Just a month before their first child is due, the standup couple are doing a show together – seeking the audience’s parenting tips

“It’s mad,” says Josie Long, “but it feels like the right thing to do.” Braving the blustery weather at a pavement cafe near their east London home, Long and fellow comedian Jonny Donahoe are discussing their unlikely new project, which enjoys its first and only UK performance next week. For Josie Long and Jonny Donahoe Are Having a Baby (With You), the couple take to the stage to chat, joke and desperately seek advice on the imminent arrival of their first child. They’re taking one of the most intimate experiences a couple can have, and making it public when Long is eight months pregnant – heavy, exhausted and, she says, “physically vulnerable”. What are they thinking?
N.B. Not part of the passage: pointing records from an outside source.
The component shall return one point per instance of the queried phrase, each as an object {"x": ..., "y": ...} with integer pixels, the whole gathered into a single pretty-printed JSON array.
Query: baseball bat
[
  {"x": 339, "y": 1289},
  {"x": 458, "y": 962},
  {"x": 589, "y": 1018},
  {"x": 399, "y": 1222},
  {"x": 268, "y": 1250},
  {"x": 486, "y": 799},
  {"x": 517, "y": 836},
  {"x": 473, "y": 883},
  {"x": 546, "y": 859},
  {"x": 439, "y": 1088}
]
This isn’t the first time the couple have smudged the line between art and life. Long is a revered art-comic, activist and queen of indie standup; Donahoe is one half of bluesy lefty musical act Jonny and the Baptists. They met when she saw him perform the acclaimed solo theatre show Every Brilliant Thing. Impressed, she invited him to co-author a new project together – about a couple falling in love. “The plan was to have intimate conversations with each other,” says Long, “a very vulnerable writing process, and what came out of it would be very unusual.” But a few months in, both parties were deeply confused. “I remember saying to [the comic] Bridget Christie, ‘I think we might be in love with each other. But it might not be real, it might just be for the show’,” Long remembers. “And she was like: ‘Fuck the show! What do you want, a show or a baby?’ And I was like: I want a baby!”